1.6 Ontological neutrality
By rejecting the possibility of dataless information, GDI also endorses the following modest thesis of ontological neutrality:
Ontological Neutrality (ON):
There can be no information without data representation.
Following Landauer and Bennett [1985], and Landauer [1987]; [1991]; [1996], (ON) is often interpreted materialistically, as advocating the impossibility of physically disembodied information, through the equation “representation = physical implementation”, that is:
(ON.1) There can be no information without physical implementation.
(ON.1) is an inevitable assumption, when working on the physics of computation, since computer science must necessarily take into account the physical properties and limits of the data carriers. Thus, the debate on (ON.1) has flourished especially in the context of the philosophy of quantum information and computing (see Deutsch [1985]; [1997] and Di Vincenzo and Loss [1998]; Steane [1998] provides a review). (ON.1) is also the ontological assumption behind the Physical Symbol System Hypothesis in AI and Cognitive Science (Newell and Simon [1976]). But (ON), and hence GDI, does not specify whether, ultimately, the occurrence of every discrete state necessarily requires a material implementation of the data representations. Arguably, environments in which all entities, properties and processes are ultimately noetic (e.g., Berkeley, Spinoza), or in which the material or extended universe has a noetic or non-extended matrix as its ontological foundation (e.g., Pythagoras, Plato, Descartes, Leibniz, Fichte, Hegel), seem perfectly capable of upholding (ON) without necessarily embracing (ON.1). The relata in DDD (above) could be dedomena, such as Leibnizian monads, for example. Indeed, the classic realism debate on the ultimate nature of “being” can be reconstructed in terms of the possible interpretations of (ON).
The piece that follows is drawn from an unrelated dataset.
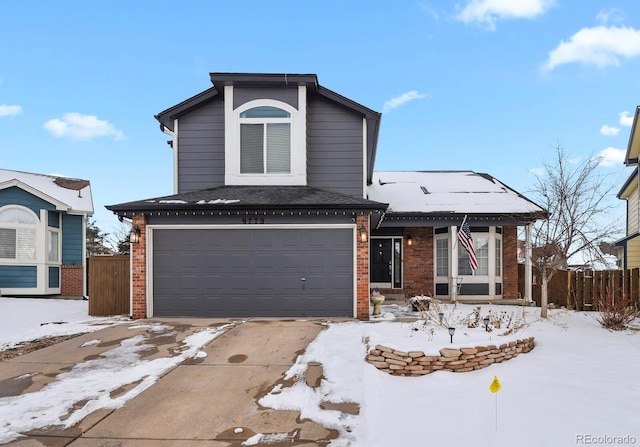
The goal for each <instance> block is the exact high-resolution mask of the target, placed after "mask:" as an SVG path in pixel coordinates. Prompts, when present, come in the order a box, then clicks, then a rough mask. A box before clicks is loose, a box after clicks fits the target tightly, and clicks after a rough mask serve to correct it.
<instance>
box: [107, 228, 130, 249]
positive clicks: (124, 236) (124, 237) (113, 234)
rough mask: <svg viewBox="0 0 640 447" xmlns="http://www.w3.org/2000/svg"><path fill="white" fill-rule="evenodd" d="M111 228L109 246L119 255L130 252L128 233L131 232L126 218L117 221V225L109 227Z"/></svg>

All this explains why GDI is also consistent with two other popular slogans, this time favourable to the proto-physical nature of information and hence completely antithetic to (ON.1):
(ON.2) | It from bit. Otherwise put, every “it” — every particle, every field of force, even the space-time continuum itself—derives its function, its meaning, its very existence (even if in some contexts indirectly) from the apparatus-elicited answers to yes-or-no questions, binary choices, bits. “It from bit” symbolizes the idea that every item of the physical world has at bottom—a very deep bottom, in most instances—an immaterial source and explanation; that which we call reality arises in the last analysis from the posing of yes-no questions and the registering of equipment-evoked responses; in short, that all things physical are information-theoretic in origin and that this is a participatory universe. (Wheeler [1990], 5); |
and
(ON.3) | [information is] a name for the content of what is exchanged with the outer world as we adjust to it, and make our adjustment felt upon it. (Wiener [1954], 17). Information is information, not matter or energy. No materialism which does not admit this can survive at the present day (Wiener [1961], 132). |
(ON.2) endorses an information-theoretic, metaphysical monism: the universe’s essential nature is digital, being fundamentally composed of information as data/dedomena instead of matter or energy, with material objects as a complex secondary manifestation (a similar position has been defended more recently in physics by Frieden [1998], whose work is based on a loosely Platonist perspective). (ON.2) may but does not have to endorse a computational view of information processes. (ON.3) advocates a more pluralistic approach along similar lines. Both are compatible with GDI.
A final comment concerning (GDI.3) can be introduced by discussing a fourth slogan:
(ON.4) | In fact, what we mean by information—the elementary unit of information—is a difference which makes a difference. (Bateson [1973], 428). |
(ON.4) is one of the earliest and most popular formulations of GDI (see for example Franklin [1995], 34 and Chalmers [1996], 281). The formulation usually attributed to Mackay [1969] (yet not to be found in that text)—that is, “information is a distinction that makes a difference”—predates Bateson’s but it is slightly different from it in that, by speaking of “distinction” instead of “difference”, it has an epistemological rather than an ontological twist. A “difference” (a “distinction”) is just a discrete state, namely a datum, and “making a difference” simply means that the datum is “meaningful”, at least potentially.
1.7 Genetic neutrality
Finally, let us consider the semantic nature of the data. How data can come to have an assigned meaning and function in a semiotic system in the first place is one of the hardest problems in semantics. Luckily, the point in question here is not how but whether data constituting information as semantic content can be meaningful independently of an informee. The genetic neutrality (GeN) supported by GDI states that:
Genetic Neutrality (GeN):
Data (as relata) can have a semantics independently of any informee.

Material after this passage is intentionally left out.